How do we keep our boats – the ones that we built with our own two hands, from sinking deep into the murky abyss?

You do what any experienced sea faring captain would do. Line your boat with ballast stones.

It’s the only way to stay balanced and evenly keeled when the waves are heaving and threatening to pull you under.

These past two weeks, we had to close our doors. We needed to quarantine as it was required of us. However, for any business owner in such a situation, closing one’s doors for a period of time can be devastating.

This week, we undoubtedly felt the wind pick up. And as a result, the sea began to stir. Giant, tumultuous waves thrashed against our boat. Unrelentelessly. Threatening to toss us over. As we held on, and prepared for the inevitable, something miraculous happened.

Someone tossed us a ballast stone.

And then another.

And from far across the ocean, another boat cut through the waves to reach us, and gave us a few more.

The stones they offered up, came from the hull of their own ships. They sacrificed a few so that we might have a fighting chance to stay afloat.

Their stones? They came in many forms.

Words of encouragement. Offers to help. They did this for one reason, and one reason alone. Because they knew that in order for all of us to stay afloat we need to keep each other balanced. And the only way to do that is to share our stones.

Although it might feel like you, little boat, are alone in this storm, I assure you, you are not. The visibility is poor out there right now and it is surely hard to see your hand in front of your face. But I tell you this. If you step out with your binoculars and peer into the darkness, you will see something of hope. A sea faring vessel – cutting through the waves, on it’s way to share its stones with you.

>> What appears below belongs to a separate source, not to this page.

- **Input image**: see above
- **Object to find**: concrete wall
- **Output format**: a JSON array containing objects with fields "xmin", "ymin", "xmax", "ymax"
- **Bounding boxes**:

Are you willing to offer up yours? Would you share your stones to keep another vessel afloat? Because your willingness to do so determines the survival of the entire fleet over that of just a single boat.

On these choppy waters, we need each other. We are a rare breed, us sea faring captains, business owners, and those crazy enough to leave the safety of a port to venture out into inevitable storms. Ships weren’t meant to stay in port. They were meant to forge ahead. And remember this little boat: a smooth sea never made a skilled sailor.

This article was published in the summer 2021 edition of Prairie Living.